When you pull up on move in day, and finally get a glance at the place you will be living in for the next 9 months, it’s hard to imagine that you’ll ever be able to call it home. It’s full of white cinderblock walls, communal bathrooms, unfamiliar faces, and hours away from where you have grown up. You would never imagine that one day you will never want to leave. Oh how wrong you are.
These halls are filled with laughs shared with strangers that turned into family. The study room is where the stress of school got the best of you, and you had your first breakdown. But it’s also where you finally understood that one math problem that took you an hour to figure out. The door is where you and your friends walked in way too late on the weekends, and where you ran out of when you overslept your mandatory class. Your closet is the place you stared at contemplating if it’s worth getting dressed and going to your 8am, and your bed is where you and your roommate sat on talking until the sun came up. The walls is what you banged on when your neighbors music was too loud, and your door handle is what your friends have relentlessly used to barge into your room to either drag you to dinner or tell you about how they almost got hit by a bike. The bathroom is where you held your friend’s hair when they drank too much, and the lounge is where you and your friends procrastinated that big project way too long. Your desk was where you accidently set off the fire alarm after doing your hair, and where you try. The sidewalk leading up to the dorm is where you ran trying to get into the warmth when it was way too cold, and where you were sure you were going to pass out from the weight of all of your textbooks. The floor is where you sometimes found your roommate asleep after a long night, and had to drag her to bed. I’m not going to lie, everyone is guilty of complaining about living in a glorified shoebox.
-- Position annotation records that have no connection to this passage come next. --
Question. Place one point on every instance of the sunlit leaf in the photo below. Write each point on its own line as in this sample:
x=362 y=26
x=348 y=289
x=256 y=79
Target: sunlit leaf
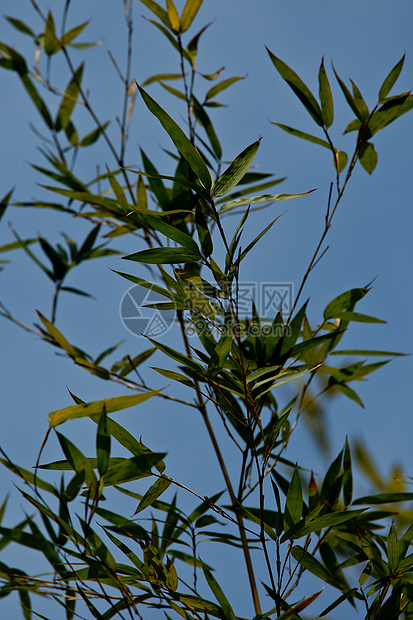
x=153 y=493
x=189 y=12
x=326 y=98
x=368 y=156
x=391 y=79
x=182 y=143
x=236 y=170
x=88 y=409
x=69 y=100
x=294 y=501
x=164 y=256
x=299 y=88
x=265 y=198
x=218 y=88
x=345 y=301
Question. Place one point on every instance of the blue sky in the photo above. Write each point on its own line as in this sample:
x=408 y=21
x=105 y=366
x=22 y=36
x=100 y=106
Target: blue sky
x=371 y=235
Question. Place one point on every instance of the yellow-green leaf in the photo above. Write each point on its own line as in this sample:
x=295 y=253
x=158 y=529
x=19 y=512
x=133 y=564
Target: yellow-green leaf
x=88 y=409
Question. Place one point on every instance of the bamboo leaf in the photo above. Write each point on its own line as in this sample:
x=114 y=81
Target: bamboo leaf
x=132 y=469
x=305 y=136
x=182 y=143
x=103 y=443
x=368 y=156
x=315 y=567
x=384 y=498
x=265 y=198
x=221 y=352
x=189 y=12
x=88 y=409
x=236 y=170
x=164 y=256
x=57 y=336
x=345 y=301
x=392 y=548
x=69 y=100
x=299 y=88
x=218 y=88
x=349 y=97
x=152 y=494
x=294 y=501
x=173 y=16
x=172 y=232
x=158 y=11
x=326 y=98
x=391 y=79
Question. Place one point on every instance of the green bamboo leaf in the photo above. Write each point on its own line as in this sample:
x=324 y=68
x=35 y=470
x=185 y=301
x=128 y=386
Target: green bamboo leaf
x=94 y=135
x=349 y=98
x=355 y=125
x=172 y=232
x=51 y=45
x=158 y=11
x=389 y=112
x=218 y=593
x=37 y=100
x=305 y=136
x=182 y=143
x=294 y=501
x=77 y=460
x=221 y=352
x=69 y=100
x=178 y=357
x=29 y=477
x=384 y=498
x=57 y=336
x=164 y=256
x=175 y=376
x=236 y=170
x=88 y=409
x=71 y=35
x=326 y=98
x=132 y=469
x=218 y=88
x=348 y=476
x=299 y=88
x=265 y=198
x=368 y=156
x=357 y=317
x=392 y=548
x=353 y=593
x=361 y=104
x=189 y=12
x=103 y=443
x=206 y=123
x=345 y=301
x=174 y=91
x=323 y=522
x=203 y=232
x=366 y=352
x=152 y=494
x=173 y=16
x=3 y=206
x=391 y=79
x=159 y=77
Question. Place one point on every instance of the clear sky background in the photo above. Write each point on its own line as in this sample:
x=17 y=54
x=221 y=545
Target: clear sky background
x=371 y=235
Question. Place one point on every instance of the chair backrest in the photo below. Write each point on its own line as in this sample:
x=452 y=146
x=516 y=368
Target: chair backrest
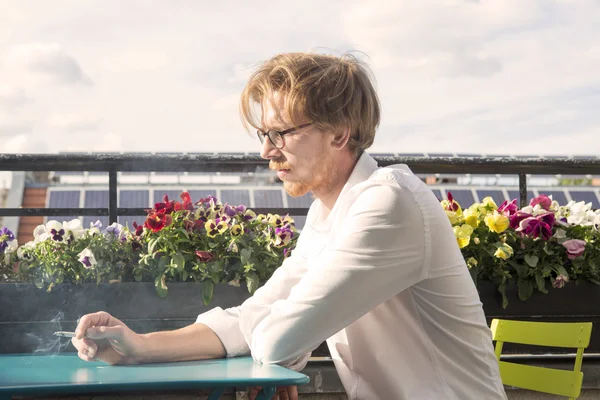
x=575 y=335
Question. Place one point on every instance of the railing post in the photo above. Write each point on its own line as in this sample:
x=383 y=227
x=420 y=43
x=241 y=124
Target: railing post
x=112 y=197
x=522 y=189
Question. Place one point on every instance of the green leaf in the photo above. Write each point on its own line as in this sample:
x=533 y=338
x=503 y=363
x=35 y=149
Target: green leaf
x=179 y=261
x=152 y=245
x=252 y=281
x=531 y=260
x=525 y=289
x=245 y=255
x=502 y=290
x=541 y=282
x=161 y=286
x=208 y=287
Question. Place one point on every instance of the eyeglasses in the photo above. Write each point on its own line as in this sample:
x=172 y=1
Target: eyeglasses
x=276 y=137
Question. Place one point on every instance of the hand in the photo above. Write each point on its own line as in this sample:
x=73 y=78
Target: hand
x=282 y=393
x=106 y=339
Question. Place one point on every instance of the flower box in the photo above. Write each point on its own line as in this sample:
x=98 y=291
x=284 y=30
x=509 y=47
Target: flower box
x=29 y=316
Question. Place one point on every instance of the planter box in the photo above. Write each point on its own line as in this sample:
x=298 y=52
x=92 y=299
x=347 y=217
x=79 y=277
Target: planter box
x=575 y=302
x=29 y=316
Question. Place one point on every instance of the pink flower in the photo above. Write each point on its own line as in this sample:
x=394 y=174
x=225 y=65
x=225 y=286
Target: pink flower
x=559 y=282
x=575 y=248
x=535 y=227
x=543 y=200
x=508 y=209
x=517 y=217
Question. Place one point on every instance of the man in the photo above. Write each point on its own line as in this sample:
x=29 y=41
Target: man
x=376 y=271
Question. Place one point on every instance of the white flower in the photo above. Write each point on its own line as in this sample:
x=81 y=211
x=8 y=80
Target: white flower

Sometimes you wish your closet was bigger so you could fit all of your shoes and it would be nice to not have to share a bathroom with 100 other people. But, thinking about it there is not another time in your life where you are always surrounded by your peers, and ultimately your best friends. In three years from now, it is very unlikely that my best friends will live with me or a few door downs. So to everyone living in my dorm next year, take it all in and enjoy every second.